I come from a C++ background where the rules are a bit different from Java, but I think these two-stage initialization principles apply in the general case.
Construction
Everything that can be done at construction time should be done at construction time.
Minimize the amount of "badness" that can result from trying to use your object before calling init().
All member variables need a value, even if it's a normally invalid sentry value (e.g., set pointers to null). I think Java will initialize all variables to zero by default, so you need to pick something else if that's a valid number.
Initialization
Initialize those member variables that depend on the existence of other objects. Basically, do the things you couldn't do at construction time.
Ensure your object is now in a complete, ready-to-use state. Consider throwing an exception if it isn't.
Reset
Think long and hard about what state The System will be in when you'd want to call such a function. It may be better to create a new object from scratch, even if that operation seems expensive. Profile your code to find out if that's a problem.

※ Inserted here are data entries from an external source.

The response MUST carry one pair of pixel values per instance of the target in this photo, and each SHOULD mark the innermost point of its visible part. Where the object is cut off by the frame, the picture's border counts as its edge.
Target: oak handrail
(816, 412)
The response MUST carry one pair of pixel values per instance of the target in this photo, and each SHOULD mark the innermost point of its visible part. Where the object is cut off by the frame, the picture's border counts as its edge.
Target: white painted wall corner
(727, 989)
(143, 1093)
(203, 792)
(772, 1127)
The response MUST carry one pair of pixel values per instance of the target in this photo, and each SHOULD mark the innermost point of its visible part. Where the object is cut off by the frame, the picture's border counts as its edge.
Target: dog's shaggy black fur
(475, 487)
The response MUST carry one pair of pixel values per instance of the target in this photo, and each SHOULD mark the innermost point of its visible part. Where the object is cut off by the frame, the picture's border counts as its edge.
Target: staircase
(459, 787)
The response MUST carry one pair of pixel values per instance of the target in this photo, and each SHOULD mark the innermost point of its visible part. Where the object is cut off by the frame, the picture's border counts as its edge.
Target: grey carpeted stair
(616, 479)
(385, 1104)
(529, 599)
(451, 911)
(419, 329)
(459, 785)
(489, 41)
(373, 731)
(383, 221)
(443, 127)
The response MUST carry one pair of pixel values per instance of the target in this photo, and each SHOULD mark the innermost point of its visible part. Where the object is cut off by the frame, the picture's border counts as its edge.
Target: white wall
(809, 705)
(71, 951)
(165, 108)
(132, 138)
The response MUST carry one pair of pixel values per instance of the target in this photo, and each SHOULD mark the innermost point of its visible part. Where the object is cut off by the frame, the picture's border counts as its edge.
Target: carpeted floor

Assuming you got past item 1, consider writing a method to handle the things that both reset() and your constructor need to do. This eases maintenance and avoids code duplication.
Return your object to the same state it was in after init().
Can't say that I've ever used this exact pattern, but I've used similar things to reduce code duplication. For example when you have an object that may be either created via a constructor or from a another object (like a DTO) via a factory method. In that case, I'll often have an internal initializer that populates the properties of the object that is used by both. Can't say that I've ever used a "reset" method, nor do I see a real need for one if all it does is replicate the process of creating a new object.
Lately, I've moved to only using default constructors and using property settors to initialize the object. The new C# syntax that allows to easily do this in a "constructor-like" format makes this every easy to use and I find the need to support parameterized constructors disappearing.
Is there a reason init() and reset() need to be different? It's hard to see in this simple example why the "does not instantiate anything" rule is important.
Beyond that, I think objects should be useful as soon as they're constructed. If there's a reason -- some circular dependency or inheritance issue -- an object has to be "initialized" after construction, I would hide the constructor and the initialization behind a static factory method. (And probably move the initialization code to a separate configurator object for good measure.)
Otherwise you're counting on callers always to call both the constructor and init(), and that's a non-standard pattern. We have some old, too-useful-to-throw-away code here that does that; it's an abstract dialog class, and what happens is, every time someone extends it, they forget to call constructUI() and then they waste 15 minutes wondering why their new dialog is empty.
Interesting. I especially find this construction useful if you have an object that needs to perform IO operations. I do not want anything to perform IO operations direct or indirectly in their constructor. It makes the object a nightmare to use.